The diets themselves both appeared relatively healthy, with the low-fat diet being based on the New Zealand healthy eating guidelines. The ketogenic diet was 58% calories from fat, which was sufficient to help participants achieve nutritional ketosis, and the low-fat diet was 11% calories from fat. Each dietary intervention was conducted for 12 weeks with a 10-week washout period between the diets. This is presumably enough time for adaptation to occur.
Not only did each participant undergo each diet, but both diets were presented to participants as healthy options and the assessors who examined participants’ symptoms before and after the intervention were blinded to the participants’ groups. This suggests that any differences observed between the diets were a result of the diet and not participant or assessor bias.
Symptoms were measured before and after the interventions using three assessments.
- Activities of Daily Living (ADCS-ADL) inventory was used to assess individuals’ abilities to function in daily life.
- Quality of Life in AD (QOL-AD) questionnaire was used to determine quality of life.
- Addenbrookes Cognitive Examination — III (ACE-III) scale was used to assess cognition (attention, memory, fluency, language, and visuospatial ability).
On all tests, higher scores represent better performance.
Results and Conclusions
Average blood 𝛽-hydroxybutyrate levels in the ketogenic diet group were 0.95 mM, confirming that the patients did adhere to the diet overall. Only one of the twenty-six participants abandoned the ketogenic diet because of an adverse outcome, which was diarrhea as the result of consuming more coconut oil than instructed. Whoops! In a word, the diet was “sustainable,” even for those with dementia.
Ketogenic diets are sustainable, even if you have dementia.
Most importantly, symptoms significantly improved in individuals who sustained even mild nutritional ketosis, as compared to the low-fat group. On the ADCS-ADL inventory for daily functioning, scores improved +2.95 points in the ketogenic group as compared to low-fat (p = 0.04). On the QOL-AD questionnaire for quality of life, scores improved +4.28 points in the ketogenic group as compared to low-fat (p = 0.03). On the ACE-III scale for cognition, scores were trending towards an improvement, +2.56 (p = 0.12). Thus, as compared to the low-fat diet, daily functioning and quality of life improved significantly on the ketogenic diet, and cognition appeared to improve, although the difference was just shy of significance likely because of the small sample size and relatively light degree of ketosis.
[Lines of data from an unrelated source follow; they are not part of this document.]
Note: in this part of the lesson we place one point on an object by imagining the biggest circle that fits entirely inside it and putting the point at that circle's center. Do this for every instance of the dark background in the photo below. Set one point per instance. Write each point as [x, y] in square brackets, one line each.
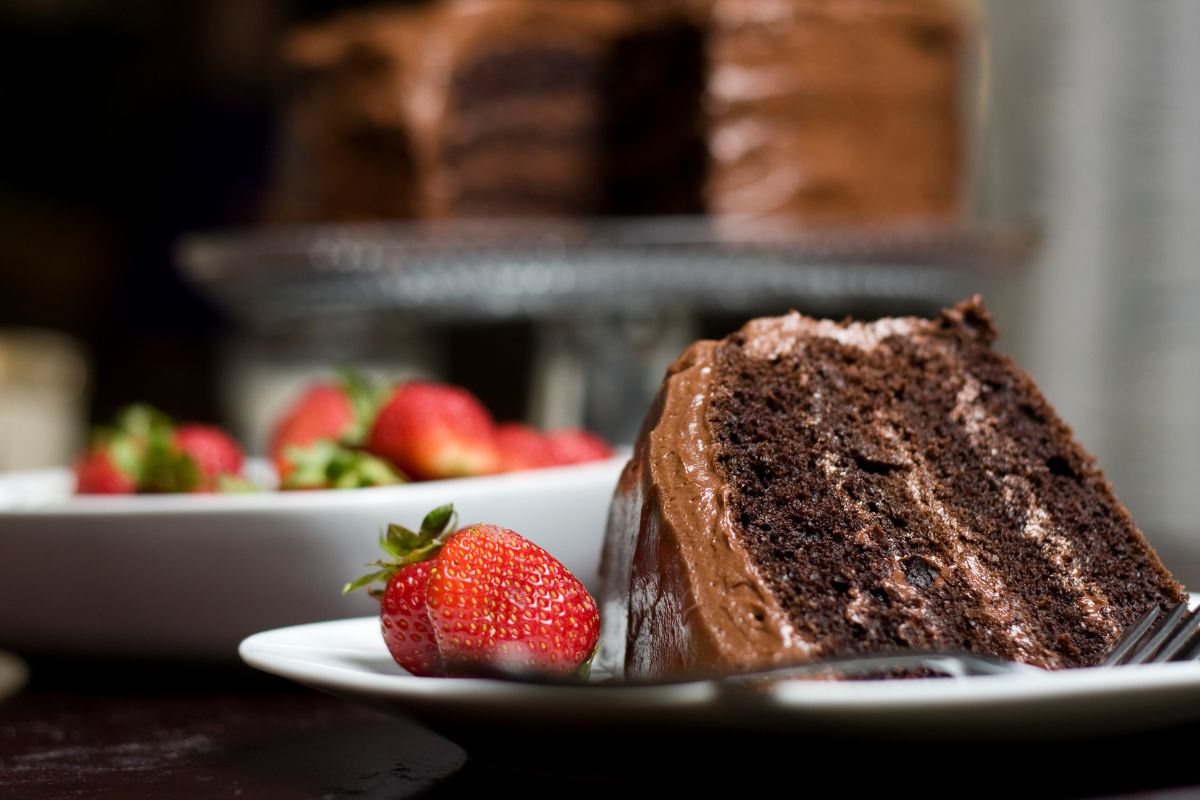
[126, 125]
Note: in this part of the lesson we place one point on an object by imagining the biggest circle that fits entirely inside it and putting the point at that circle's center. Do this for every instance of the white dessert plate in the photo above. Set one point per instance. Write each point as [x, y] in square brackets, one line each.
[348, 659]
[190, 576]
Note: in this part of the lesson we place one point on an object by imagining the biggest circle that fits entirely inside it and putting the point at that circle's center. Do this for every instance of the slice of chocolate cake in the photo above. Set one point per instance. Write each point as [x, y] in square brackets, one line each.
[808, 488]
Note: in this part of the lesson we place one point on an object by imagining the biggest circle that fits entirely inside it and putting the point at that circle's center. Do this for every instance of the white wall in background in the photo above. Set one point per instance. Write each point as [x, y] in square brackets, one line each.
[1095, 127]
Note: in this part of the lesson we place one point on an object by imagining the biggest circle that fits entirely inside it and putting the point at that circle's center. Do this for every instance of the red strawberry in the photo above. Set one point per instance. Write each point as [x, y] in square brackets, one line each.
[573, 446]
[483, 597]
[313, 444]
[522, 447]
[97, 473]
[435, 431]
[213, 450]
[405, 618]
[323, 411]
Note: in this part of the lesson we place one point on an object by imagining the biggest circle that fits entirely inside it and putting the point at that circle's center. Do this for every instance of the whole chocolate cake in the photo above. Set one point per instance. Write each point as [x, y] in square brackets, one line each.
[808, 488]
[835, 112]
[484, 108]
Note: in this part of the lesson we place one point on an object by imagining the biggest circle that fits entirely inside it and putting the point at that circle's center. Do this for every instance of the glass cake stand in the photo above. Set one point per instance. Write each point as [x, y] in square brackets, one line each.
[613, 301]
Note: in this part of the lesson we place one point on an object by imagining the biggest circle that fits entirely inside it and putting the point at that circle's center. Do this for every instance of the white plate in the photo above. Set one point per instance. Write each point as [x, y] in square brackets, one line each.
[348, 659]
[190, 576]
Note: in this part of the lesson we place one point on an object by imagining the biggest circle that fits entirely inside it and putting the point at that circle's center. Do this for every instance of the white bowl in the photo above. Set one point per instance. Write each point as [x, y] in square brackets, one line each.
[190, 576]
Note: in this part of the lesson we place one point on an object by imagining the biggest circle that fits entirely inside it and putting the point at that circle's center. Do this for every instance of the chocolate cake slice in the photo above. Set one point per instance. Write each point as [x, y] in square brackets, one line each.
[807, 488]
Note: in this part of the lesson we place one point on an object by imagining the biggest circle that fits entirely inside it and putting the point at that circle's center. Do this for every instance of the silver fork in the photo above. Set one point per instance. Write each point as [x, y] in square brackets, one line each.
[1153, 638]
[1157, 637]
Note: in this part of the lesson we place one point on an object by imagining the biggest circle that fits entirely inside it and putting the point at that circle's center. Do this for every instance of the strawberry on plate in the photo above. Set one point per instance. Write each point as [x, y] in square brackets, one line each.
[483, 599]
[435, 431]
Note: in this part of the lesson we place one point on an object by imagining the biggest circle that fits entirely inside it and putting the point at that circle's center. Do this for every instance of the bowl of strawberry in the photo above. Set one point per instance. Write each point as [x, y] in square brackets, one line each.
[157, 516]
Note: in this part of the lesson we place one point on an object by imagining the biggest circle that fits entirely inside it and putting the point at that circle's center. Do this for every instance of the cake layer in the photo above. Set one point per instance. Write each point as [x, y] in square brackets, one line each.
[808, 489]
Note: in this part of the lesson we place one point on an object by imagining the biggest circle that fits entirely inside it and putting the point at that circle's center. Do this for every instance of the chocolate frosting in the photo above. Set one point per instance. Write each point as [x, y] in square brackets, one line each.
[684, 589]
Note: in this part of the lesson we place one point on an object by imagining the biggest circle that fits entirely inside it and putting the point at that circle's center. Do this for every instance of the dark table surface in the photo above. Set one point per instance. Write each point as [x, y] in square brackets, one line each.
[133, 729]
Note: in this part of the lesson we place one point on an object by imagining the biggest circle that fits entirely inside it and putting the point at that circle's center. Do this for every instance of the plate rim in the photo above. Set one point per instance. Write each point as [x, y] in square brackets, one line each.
[984, 691]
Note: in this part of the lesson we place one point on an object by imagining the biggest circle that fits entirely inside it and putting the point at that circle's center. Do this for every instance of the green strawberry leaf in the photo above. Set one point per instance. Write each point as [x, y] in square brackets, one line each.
[437, 521]
[329, 464]
[405, 546]
[365, 396]
[367, 579]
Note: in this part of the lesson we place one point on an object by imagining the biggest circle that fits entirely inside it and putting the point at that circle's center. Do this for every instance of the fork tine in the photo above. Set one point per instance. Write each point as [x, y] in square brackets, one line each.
[1131, 638]
[1181, 638]
[1164, 629]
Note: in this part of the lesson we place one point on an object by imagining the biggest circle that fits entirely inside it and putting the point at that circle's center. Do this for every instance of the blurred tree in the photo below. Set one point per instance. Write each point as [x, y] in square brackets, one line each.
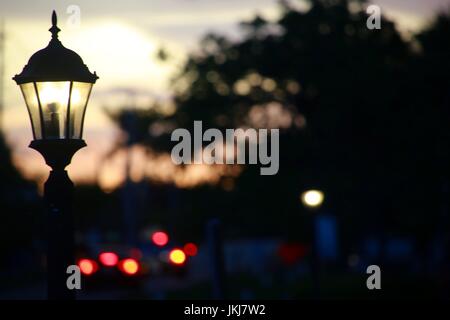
[356, 112]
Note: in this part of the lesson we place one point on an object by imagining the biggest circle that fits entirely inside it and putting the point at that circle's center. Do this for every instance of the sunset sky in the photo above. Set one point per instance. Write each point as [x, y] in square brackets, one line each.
[119, 40]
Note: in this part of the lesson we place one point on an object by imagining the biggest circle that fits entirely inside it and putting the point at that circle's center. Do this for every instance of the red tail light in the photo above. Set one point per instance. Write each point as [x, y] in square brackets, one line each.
[177, 256]
[87, 266]
[108, 259]
[129, 266]
[160, 238]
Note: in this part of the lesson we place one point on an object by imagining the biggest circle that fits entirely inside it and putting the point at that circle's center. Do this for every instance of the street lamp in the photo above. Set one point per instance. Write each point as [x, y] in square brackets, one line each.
[313, 199]
[56, 86]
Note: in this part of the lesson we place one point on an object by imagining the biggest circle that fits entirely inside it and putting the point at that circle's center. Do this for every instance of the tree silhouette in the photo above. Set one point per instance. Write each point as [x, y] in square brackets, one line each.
[363, 116]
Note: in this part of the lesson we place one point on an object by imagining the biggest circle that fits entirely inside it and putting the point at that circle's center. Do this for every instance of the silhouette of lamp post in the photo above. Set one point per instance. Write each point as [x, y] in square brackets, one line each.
[56, 86]
[313, 200]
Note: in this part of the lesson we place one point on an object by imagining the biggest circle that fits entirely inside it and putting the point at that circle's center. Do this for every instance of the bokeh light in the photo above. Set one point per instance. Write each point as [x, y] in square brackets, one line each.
[87, 266]
[108, 259]
[129, 266]
[312, 198]
[177, 256]
[160, 238]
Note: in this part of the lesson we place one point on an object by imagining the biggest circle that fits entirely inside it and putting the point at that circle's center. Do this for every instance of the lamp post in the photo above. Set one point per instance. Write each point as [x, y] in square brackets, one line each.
[56, 86]
[312, 200]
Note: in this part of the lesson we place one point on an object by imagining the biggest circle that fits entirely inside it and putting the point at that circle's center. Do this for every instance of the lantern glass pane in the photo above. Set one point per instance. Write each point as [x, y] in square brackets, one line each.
[54, 98]
[78, 102]
[29, 94]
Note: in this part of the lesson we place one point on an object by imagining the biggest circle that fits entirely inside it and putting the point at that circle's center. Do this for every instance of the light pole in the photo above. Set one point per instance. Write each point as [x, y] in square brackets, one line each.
[56, 86]
[312, 200]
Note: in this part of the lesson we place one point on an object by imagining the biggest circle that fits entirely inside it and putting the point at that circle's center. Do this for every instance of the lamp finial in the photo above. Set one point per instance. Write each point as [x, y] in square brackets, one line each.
[54, 29]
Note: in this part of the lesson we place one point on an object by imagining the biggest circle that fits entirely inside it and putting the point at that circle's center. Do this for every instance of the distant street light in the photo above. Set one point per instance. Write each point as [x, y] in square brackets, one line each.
[56, 86]
[312, 198]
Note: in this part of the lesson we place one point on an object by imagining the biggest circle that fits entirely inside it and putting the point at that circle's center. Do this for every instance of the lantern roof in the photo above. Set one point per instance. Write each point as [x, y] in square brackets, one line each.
[55, 63]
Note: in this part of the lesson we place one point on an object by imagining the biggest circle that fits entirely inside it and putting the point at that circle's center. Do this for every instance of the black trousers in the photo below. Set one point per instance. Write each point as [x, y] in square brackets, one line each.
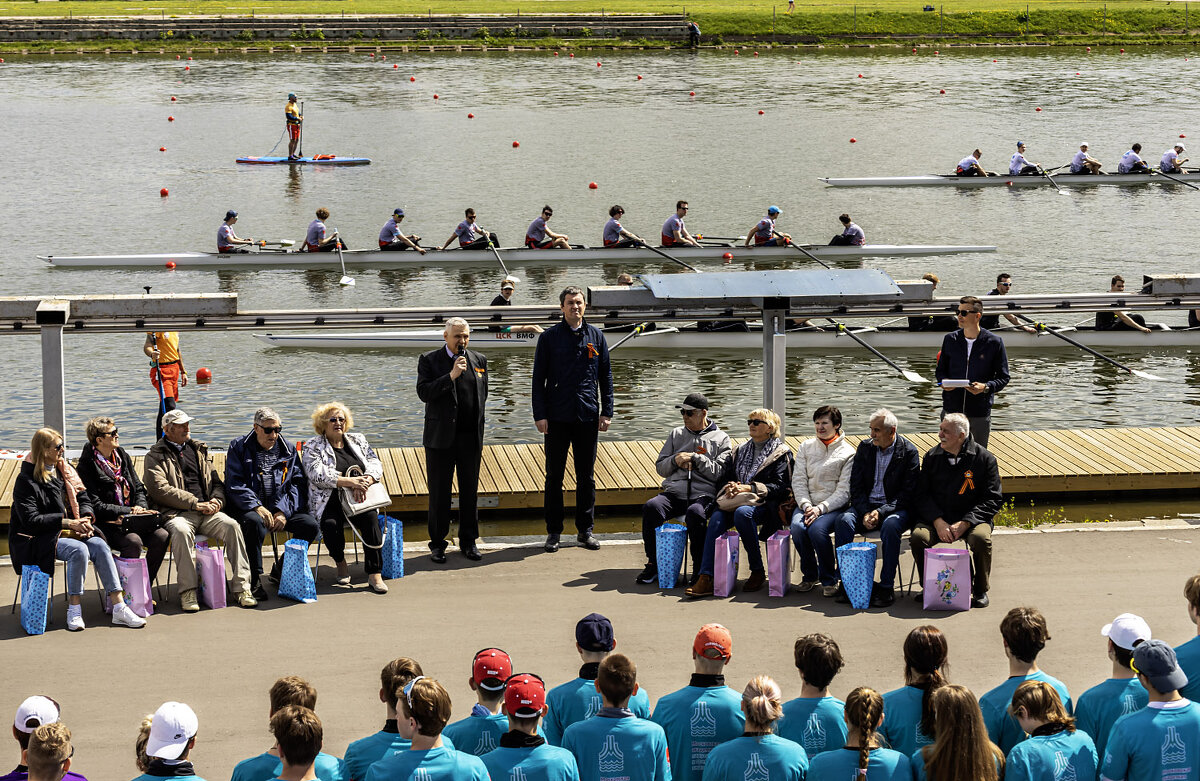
[579, 437]
[303, 526]
[441, 466]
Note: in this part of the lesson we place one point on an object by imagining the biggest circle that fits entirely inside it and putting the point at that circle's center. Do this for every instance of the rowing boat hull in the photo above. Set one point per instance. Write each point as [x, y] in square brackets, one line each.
[1063, 180]
[893, 340]
[517, 257]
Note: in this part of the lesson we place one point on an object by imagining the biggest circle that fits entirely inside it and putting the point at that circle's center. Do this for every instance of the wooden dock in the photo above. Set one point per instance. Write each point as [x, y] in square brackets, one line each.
[1049, 461]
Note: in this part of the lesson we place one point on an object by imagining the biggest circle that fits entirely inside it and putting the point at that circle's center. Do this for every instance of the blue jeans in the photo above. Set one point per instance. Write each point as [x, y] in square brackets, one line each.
[747, 521]
[817, 562]
[77, 552]
[891, 529]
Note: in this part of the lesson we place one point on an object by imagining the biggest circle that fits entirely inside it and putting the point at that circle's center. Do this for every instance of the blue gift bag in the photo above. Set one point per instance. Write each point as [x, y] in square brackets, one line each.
[670, 541]
[295, 577]
[393, 547]
[856, 562]
[35, 598]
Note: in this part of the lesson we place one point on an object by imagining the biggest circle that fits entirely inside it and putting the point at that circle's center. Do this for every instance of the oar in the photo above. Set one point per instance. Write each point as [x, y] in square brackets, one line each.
[1042, 328]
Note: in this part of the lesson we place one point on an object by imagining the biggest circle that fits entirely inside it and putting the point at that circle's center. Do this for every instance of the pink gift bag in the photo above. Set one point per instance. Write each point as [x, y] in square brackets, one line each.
[210, 571]
[779, 563]
[725, 563]
[947, 580]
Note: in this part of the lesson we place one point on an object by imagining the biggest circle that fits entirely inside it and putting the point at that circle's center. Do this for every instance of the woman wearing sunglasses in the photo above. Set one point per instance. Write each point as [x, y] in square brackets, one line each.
[53, 518]
[755, 480]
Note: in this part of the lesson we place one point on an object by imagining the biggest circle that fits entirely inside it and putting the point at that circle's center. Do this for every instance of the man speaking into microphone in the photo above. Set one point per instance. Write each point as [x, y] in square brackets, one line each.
[453, 383]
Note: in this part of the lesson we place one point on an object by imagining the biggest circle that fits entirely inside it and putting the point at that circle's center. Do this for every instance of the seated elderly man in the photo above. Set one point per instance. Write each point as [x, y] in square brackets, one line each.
[689, 463]
[958, 496]
[882, 487]
[184, 485]
[268, 492]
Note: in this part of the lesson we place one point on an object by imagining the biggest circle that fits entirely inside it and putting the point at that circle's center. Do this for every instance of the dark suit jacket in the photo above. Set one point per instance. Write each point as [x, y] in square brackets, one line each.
[441, 397]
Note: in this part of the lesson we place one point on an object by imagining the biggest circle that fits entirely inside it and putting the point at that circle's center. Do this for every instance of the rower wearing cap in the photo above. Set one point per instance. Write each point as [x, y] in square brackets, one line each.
[539, 236]
[1021, 167]
[227, 240]
[1171, 162]
[763, 233]
[294, 119]
[1132, 162]
[970, 166]
[673, 230]
[393, 240]
[1083, 162]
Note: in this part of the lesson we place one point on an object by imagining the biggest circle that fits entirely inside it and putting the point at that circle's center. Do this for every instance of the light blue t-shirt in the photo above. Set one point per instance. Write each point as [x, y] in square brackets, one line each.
[1099, 707]
[696, 720]
[579, 700]
[1065, 755]
[1155, 744]
[540, 763]
[883, 764]
[817, 724]
[1002, 728]
[768, 757]
[432, 764]
[901, 720]
[606, 748]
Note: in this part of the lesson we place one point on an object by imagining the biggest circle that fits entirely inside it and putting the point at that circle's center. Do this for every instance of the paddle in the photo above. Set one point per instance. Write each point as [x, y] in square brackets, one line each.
[1042, 328]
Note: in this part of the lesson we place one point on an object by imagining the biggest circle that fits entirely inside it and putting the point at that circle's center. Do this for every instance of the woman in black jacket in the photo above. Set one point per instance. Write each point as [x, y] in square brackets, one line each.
[52, 518]
[119, 498]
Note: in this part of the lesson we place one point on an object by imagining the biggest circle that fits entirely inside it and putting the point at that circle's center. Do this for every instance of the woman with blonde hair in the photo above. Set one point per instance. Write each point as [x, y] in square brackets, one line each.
[961, 750]
[863, 756]
[329, 457]
[53, 518]
[759, 752]
[756, 479]
[1055, 749]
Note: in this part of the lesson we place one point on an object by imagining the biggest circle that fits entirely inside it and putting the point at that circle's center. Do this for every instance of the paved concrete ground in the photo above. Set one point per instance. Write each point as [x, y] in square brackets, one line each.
[527, 602]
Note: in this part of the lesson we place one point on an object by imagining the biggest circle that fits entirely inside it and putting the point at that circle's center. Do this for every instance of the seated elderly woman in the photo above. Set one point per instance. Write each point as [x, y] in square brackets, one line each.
[119, 497]
[329, 457]
[53, 518]
[754, 482]
[821, 487]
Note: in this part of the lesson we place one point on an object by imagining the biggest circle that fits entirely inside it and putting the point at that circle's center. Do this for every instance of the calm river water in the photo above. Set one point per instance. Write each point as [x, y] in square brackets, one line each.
[83, 173]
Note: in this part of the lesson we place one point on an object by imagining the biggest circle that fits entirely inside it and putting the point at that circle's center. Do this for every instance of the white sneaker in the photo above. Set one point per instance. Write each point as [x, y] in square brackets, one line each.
[75, 618]
[124, 616]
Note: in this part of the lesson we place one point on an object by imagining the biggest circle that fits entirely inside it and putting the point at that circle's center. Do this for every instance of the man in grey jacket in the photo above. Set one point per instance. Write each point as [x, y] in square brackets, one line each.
[690, 461]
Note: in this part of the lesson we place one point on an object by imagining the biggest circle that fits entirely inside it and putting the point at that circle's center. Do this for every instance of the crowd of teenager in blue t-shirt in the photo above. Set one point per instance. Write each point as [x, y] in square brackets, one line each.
[1138, 725]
Ketogenic diets are better than low-fat diets for improvement Alzheimer’s disease symptoms.
Cardiovascular risk also improved on the ketogenic diet as compared to the low-fat diet, as measured by improvements in weight, BMI, HDL, HbA1c and a trend towards improved triglycerides. LDL also increased, but given the improvements in other metrics (in particular HDL and trending triglycerides), this was unlikely to constitue a meaningful increase in risk. An LDL subfractionation would likely have revealed an increase in big, fluffy healthy LDL, not small dense LDL.